By MICHAEL PERKINS
INSTANTANEOUS PHOTOGRAPHY, or at least the analog experience of rapidly developing film photography (in the digital era, all pictures are ‘instant’) has always been more about emotional excitement than technical satisfaction. In terms of lens and camera design, the idea of “instant” has consistently been more powerful than the reality.
The recent “second wave” of instant camera and films, now spread across three main companies (Polaroid Originals, Lomography.com, and Fujifilm) reproduces the thrill aspect that typically accompanies nostalgia, but also seems, at least in the case of Fujifilm, to actually move the technology from its take-it-or-leave-it roots, attempting to design gear that is substantially more attuned to photographers’ needs than a plain vanilla shutter button. Moreover, Fujifilm has also created a film which beats the competition in both color rendition and price point.

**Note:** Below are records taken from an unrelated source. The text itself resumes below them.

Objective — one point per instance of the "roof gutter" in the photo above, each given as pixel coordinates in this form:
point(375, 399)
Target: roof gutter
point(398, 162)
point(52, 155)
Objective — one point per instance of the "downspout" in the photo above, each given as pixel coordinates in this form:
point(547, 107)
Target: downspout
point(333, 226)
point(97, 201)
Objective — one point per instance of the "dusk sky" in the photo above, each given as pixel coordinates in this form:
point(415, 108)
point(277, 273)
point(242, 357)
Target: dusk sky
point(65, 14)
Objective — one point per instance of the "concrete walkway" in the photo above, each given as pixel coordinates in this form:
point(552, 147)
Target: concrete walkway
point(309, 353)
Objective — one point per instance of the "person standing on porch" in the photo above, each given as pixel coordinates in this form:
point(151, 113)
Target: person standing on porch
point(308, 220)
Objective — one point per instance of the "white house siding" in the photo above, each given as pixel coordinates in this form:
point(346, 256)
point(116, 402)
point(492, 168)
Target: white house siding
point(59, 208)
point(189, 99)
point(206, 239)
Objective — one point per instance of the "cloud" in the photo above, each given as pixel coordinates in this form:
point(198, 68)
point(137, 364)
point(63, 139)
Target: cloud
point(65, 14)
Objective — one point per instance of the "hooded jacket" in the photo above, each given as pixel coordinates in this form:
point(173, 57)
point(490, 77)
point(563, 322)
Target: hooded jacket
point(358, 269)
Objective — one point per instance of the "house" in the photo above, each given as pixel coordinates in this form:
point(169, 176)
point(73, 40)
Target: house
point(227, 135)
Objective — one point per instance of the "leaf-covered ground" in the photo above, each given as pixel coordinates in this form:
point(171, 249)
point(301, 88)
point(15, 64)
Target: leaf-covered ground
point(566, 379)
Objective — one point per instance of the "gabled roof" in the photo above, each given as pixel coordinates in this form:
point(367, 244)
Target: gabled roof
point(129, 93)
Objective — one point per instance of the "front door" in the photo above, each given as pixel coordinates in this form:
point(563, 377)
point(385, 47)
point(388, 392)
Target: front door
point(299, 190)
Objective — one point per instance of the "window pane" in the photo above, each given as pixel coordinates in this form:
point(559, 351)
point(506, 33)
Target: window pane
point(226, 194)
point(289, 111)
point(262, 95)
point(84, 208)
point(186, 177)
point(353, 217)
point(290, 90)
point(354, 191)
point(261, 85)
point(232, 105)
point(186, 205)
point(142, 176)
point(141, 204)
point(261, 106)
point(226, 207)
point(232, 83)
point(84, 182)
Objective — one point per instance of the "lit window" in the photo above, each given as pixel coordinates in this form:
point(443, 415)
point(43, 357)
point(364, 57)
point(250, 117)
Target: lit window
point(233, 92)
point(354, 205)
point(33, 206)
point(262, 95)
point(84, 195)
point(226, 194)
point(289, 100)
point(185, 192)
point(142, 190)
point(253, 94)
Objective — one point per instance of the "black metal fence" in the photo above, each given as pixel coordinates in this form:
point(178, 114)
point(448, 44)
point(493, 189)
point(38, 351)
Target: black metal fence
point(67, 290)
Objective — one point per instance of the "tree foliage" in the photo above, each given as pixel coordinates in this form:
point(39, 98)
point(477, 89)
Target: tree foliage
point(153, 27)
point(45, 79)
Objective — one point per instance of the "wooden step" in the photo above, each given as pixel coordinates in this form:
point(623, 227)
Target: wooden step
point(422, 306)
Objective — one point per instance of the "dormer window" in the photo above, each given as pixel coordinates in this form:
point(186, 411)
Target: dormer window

The Fuji Instax Mini system, which produces pictures of 62mm x 46mm versus the historical 79mm x 79mm dimensions of the Polaroid, includes more than a half-dozen models that, while hardly full-function by any realistic yardstick, do afford shooters a variety of fixed-aperture shooting modes, including macro, landscape, “party”, and “child” options as well as a “bulb” mode for time exposures (of up to ten seconds), a self-timer, and even a double exposure setting. Like Pinocchio, the Instaxes are not yet real boys, but they can sorta kinda walk and talk like one.
As for the competition, Polaroid Originals (the zombie resurrection of the old Polaroid carcass) still hasn’t perfected its watery-looking color film (or its horrendous $2-per shot cost) but has begun making new cameras again. Spoiler alert: they’re a crude reboot of the old One Step system, which is to cameras what Frankenstein was to smooth motor skills. As for the instant camera line from Lomography, they continue that company’s well-established tradition of charging you a stiff excise tax on hipness which is totally unwarranted by the product’s actual performance.
The images you see here, examples of double and time exposures, are both from a Fujifilm Instax Mini 90 NeoClassic, the top of the company’s line and the closest thing that currently exists in the instant universe that can reasonably be called a camera instead of a toy. Hey, it’s a start. The first golden age of instant photography undoubtedly produced a lot of smiles. The technology’s second act could finally produce cameras worthy of all that global good will. Or it could all vanish again. In an instant.